Nov 2025: Special Issue of “Anthropologica” Co-edited by Giuseppe Amatulli and Philipp Budka
A new special issue of Anthropologica (Vol. 67, No. 1, 2025), the journal of the Canadian Anthropology Society, has just been published. Titled “Narratives and Temporalities of Infrastructure: The Canadian Experience,” the issue was co-edited by Giuseppe Amatulli (Carleton University) and InfraNorth researcher Philipp Budka and presents anthropological perspectives on water, energy and transport infrastructures across Canada. Drawing on ethnographic fieldwork in Alberta, British Columbia, Manitoba, Ontario, the Northwest Territories, and Nunavut, most contributions focus on the northernmost regions, highlighting the challenges faced by people (Indigenous and non-Indigenous) in relation to poor infrastructure such as inadequate roads and airports, unreliable electricity systems, insufficient housing, and old, deficient water pipelines. These infrastructure deficiencies pose substantial challenges to the health, well-being, and prosperity of northern communities, particularly Indigenous peoples.
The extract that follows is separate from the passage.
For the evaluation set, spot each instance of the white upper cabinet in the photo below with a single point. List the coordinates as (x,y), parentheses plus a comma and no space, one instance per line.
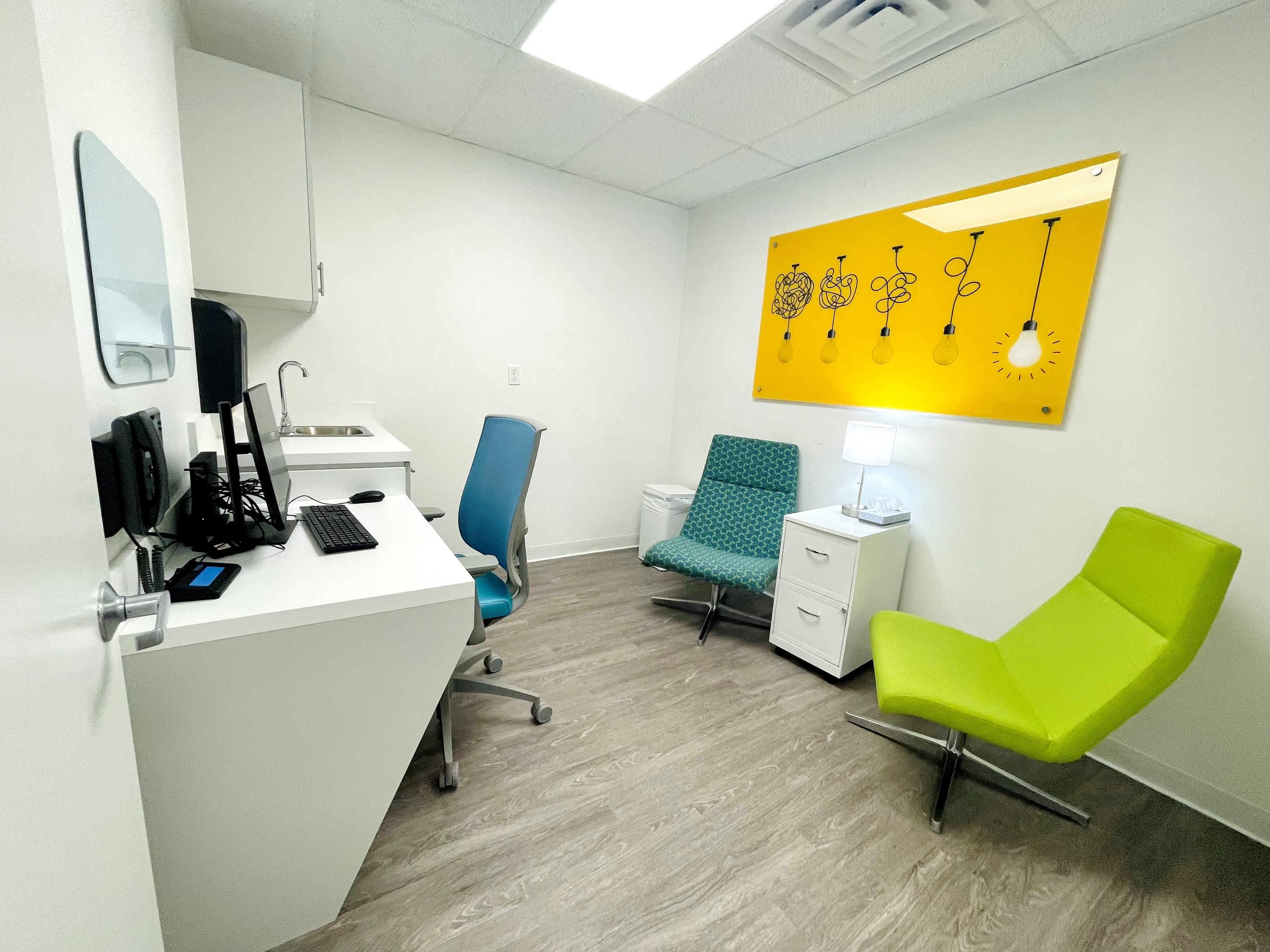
(243,141)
Contributions from the InfraNorth team in this issue comprise two articles authored by Philipp Budka and Katrin Schmid, alongside the introductory essay co-authored by the guest editors:
- Budka, P., & Amatulli, G. (2025). “Introduction: Narratives and temporalities of infrastructure in Canada.” Anthropologica, 67(1).
- Budka, P. (2025). “Infrastructural disruption, entanglement and change in Northern Manitoba, Canada.” Anthropologica, 67(1).
- Schmid, K. (2025). “Flying into frictioned futures: Development of Canada’s northernmost runways.” Anthropologica, 67(1).
Additionally, InfraNorth associate researcher Susanna Gartler co-authored another article with Susan A. Crate titled “What does permafrost mean to you? Inuvialuit and Gwich’in knowledge holders’ perceptions of a thawing relation.”
All articles in the special issue are open-access and available in Anthropologica 67(1).